Zima ponownie dała o sobie znać w Poznaniu i całej Wielkopolsce. Po kilku dniach niewielkich opadów, minionej nocy nad regionem przeszła intensywna śnieżyca, która przykryła miasto grubą warstwą puchu. Synoptycy zapowiadają, że opady mogą się utrzymać przez cały dzień.
W niektórych miejscach może przybyć nawet do 20 cm śniegu, co znacząco pogorszy warunki drogowe i może prowadzić do poważnych utrudnień w ruchu. Temperatura również nie będzie sprzyjać – miejscami nie wzrośnie powyżej 0°C.
Od wczesnych godzin porannych problemy odczuwa też komunikacja publiczna. Między 6:25 a 6:45 zatrzymano ruch tramwajów w okolicy Małych Garbar z powodu problemów technicznych spowodowanych zimową aurą. W Koziegłowach konieczne było skrócenie trasy autobusu linii 322, który dojeżdżał jedynie do ronda Powstańców Wielkopolskich z uwagi na bardzo śliską nawierzchnię.
– Od rana mamy osiemnaście zdarzeń drogowych w tym pięć wypadków. Warunki są bardzo trudne. Kierowcy którzy mieli kolizję będą musieli czekać na przyjazd patroli. Zalecamy skorzystanie z aplikacji stłuczka. To przyspieszy sprawę – informuje Andrzej Borowiak rzecznik prasowy wielkopolskich policjantów.

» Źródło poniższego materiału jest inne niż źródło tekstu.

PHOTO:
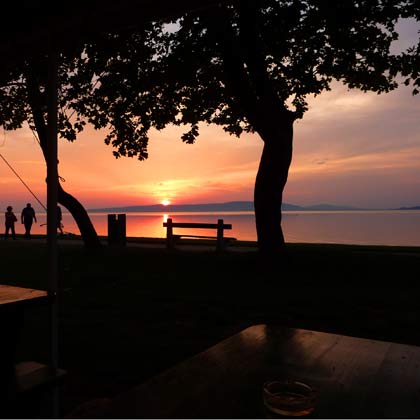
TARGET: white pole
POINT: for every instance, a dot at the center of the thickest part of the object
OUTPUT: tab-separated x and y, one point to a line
52	196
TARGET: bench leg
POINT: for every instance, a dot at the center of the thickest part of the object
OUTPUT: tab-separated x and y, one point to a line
169	235
220	242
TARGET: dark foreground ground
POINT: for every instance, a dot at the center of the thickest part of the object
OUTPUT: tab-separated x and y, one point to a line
127	314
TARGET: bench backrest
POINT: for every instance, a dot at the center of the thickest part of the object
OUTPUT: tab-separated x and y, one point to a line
198	225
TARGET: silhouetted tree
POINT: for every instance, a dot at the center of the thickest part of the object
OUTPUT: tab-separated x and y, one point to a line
248	67
22	99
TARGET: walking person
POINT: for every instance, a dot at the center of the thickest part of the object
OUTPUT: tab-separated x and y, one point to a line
10	220
27	217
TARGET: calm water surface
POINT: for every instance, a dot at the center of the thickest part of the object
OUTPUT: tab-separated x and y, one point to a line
386	227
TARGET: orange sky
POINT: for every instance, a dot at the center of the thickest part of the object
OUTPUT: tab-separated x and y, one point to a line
350	148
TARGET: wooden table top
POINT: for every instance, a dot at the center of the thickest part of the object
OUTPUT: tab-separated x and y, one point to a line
12	294
355	377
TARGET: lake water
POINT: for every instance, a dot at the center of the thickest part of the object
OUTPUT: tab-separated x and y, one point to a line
385	227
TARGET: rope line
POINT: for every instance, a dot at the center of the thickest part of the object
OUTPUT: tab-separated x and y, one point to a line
22	181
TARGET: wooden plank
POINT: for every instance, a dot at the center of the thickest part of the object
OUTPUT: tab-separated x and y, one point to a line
12	294
32	375
197	225
356	378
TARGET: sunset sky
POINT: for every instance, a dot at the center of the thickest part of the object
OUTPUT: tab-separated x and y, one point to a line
352	148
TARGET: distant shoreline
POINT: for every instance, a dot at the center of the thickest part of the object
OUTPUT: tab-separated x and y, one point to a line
232	206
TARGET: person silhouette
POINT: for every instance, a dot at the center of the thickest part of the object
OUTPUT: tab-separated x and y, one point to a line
27	217
10	220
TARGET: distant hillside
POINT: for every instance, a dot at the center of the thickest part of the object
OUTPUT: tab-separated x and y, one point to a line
409	208
216	207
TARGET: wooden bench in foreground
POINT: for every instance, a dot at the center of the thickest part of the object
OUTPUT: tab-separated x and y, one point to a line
221	240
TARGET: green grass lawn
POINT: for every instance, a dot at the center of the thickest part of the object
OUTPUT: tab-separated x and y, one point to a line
127	314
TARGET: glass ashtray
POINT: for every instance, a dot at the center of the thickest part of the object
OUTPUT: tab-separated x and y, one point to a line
289	398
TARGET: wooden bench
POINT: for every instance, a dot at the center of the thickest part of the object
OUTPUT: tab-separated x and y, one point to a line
221	241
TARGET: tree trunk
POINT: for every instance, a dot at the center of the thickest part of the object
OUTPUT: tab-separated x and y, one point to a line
82	219
277	134
87	230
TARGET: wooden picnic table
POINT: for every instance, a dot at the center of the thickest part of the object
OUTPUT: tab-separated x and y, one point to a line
355	377
13	302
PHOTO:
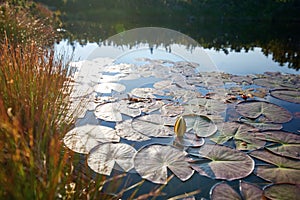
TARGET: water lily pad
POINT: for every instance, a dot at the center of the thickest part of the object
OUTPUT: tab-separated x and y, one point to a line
282	170
83	138
287	95
222	191
242	134
247	191
171	110
153	125
113	111
221	162
205	106
109	87
103	158
152	162
201	125
189	140
271	112
146	92
125	130
250	191
282	192
287	144
261	125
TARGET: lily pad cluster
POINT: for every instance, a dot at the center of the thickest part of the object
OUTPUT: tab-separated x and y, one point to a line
228	127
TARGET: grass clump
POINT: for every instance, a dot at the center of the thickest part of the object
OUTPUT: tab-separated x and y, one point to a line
25	21
33	116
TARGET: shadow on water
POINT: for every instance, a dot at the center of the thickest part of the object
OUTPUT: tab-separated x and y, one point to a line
231	26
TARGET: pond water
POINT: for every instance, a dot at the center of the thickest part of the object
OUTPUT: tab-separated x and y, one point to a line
148	85
227	58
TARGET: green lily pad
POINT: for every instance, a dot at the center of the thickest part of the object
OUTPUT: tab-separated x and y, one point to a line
250	191
146	92
243	135
271	112
282	192
152	162
189	140
113	111
261	125
154	125
205	106
125	130
282	170
247	191
222	191
103	158
287	95
171	110
221	162
83	138
288	144
201	125
109	87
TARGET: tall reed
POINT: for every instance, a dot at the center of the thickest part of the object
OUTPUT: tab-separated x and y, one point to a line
33	119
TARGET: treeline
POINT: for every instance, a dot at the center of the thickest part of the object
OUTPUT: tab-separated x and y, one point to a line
222	25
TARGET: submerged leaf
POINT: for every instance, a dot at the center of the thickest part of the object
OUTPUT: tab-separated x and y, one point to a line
180	126
282	192
125	130
247	191
200	124
109	87
146	92
288	143
152	162
102	159
222	191
189	140
152	126
282	170
261	125
272	112
287	95
113	111
250	191
242	134
83	138
223	162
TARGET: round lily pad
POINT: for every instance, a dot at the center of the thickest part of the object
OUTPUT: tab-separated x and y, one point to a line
287	95
152	162
286	144
272	113
282	192
102	159
109	87
200	124
125	130
281	170
83	138
247	191
221	162
222	191
113	111
243	135
153	126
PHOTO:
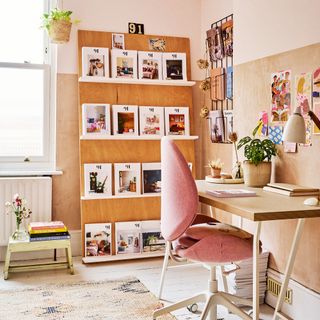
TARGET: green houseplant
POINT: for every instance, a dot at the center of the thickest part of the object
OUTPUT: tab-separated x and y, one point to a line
257	167
58	25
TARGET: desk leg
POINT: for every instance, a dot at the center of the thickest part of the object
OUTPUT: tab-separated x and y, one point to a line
289	267
256	254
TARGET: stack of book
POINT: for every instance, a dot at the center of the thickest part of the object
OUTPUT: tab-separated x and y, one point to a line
45	231
291	190
241	281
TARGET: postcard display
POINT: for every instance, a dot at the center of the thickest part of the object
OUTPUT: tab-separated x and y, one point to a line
121	177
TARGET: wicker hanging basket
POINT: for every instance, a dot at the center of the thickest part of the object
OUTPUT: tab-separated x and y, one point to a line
59	31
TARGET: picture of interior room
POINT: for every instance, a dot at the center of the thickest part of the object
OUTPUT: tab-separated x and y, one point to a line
159	160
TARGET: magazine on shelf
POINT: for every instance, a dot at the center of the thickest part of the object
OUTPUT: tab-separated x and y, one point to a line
96	119
127	179
151	177
152	240
150	65
95	63
128	237
177	121
125	120
97	180
124	64
174	66
151	121
98	239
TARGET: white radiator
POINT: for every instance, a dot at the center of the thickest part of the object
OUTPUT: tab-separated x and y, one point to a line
38	193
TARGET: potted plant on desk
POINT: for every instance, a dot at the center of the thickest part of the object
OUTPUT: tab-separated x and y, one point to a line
257	167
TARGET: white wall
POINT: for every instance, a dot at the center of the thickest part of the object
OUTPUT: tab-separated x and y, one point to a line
264	28
165	17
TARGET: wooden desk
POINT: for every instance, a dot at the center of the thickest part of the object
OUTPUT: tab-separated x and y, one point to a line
265	206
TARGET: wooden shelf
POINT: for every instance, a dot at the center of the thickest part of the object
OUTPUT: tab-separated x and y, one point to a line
122	197
178	83
120	257
132	137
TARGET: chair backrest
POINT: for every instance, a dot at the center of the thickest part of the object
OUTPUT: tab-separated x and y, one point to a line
179	196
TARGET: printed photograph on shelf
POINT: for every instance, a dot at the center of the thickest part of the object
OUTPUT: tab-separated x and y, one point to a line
152	240
128	237
97	180
150	65
216	126
227	36
127	179
177	121
96	119
151	120
95	63
174	66
124	64
281	96
118	41
98	239
151	177
125	120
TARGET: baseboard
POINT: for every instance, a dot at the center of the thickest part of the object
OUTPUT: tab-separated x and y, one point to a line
75	246
305	302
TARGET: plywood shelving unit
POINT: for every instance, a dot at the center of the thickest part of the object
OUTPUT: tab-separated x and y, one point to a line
134	149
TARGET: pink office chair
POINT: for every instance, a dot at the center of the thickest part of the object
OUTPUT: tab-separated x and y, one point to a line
213	244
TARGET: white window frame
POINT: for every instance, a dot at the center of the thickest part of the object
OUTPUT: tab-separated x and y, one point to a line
48	160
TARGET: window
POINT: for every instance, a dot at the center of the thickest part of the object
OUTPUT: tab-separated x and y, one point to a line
26	134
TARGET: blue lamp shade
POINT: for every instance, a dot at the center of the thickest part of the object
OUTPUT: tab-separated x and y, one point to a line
295	129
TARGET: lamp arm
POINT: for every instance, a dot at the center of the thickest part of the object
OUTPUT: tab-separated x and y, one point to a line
314	118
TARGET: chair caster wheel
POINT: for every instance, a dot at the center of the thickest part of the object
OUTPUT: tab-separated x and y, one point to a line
193	308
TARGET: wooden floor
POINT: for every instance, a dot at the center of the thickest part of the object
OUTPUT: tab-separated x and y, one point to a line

Mimo że komunikacja miejska w stolicy Wielkopolski nadal kursuje, pasażerowie muszą liczyć się z opóźnieniami. Korki, ograniczona widoczność i oblodzone jezdnie sprawiają, że przejazd po mieście jest znacznie utrudniony. Meteorolodzy podkreślają, że intensywne opady mogą potrwać jeszcze kilka godzin. Służby apelują o zachowanie szczególnej ostrożności – zarówno za kierownicą, jak i podczas poruszania się pieszo.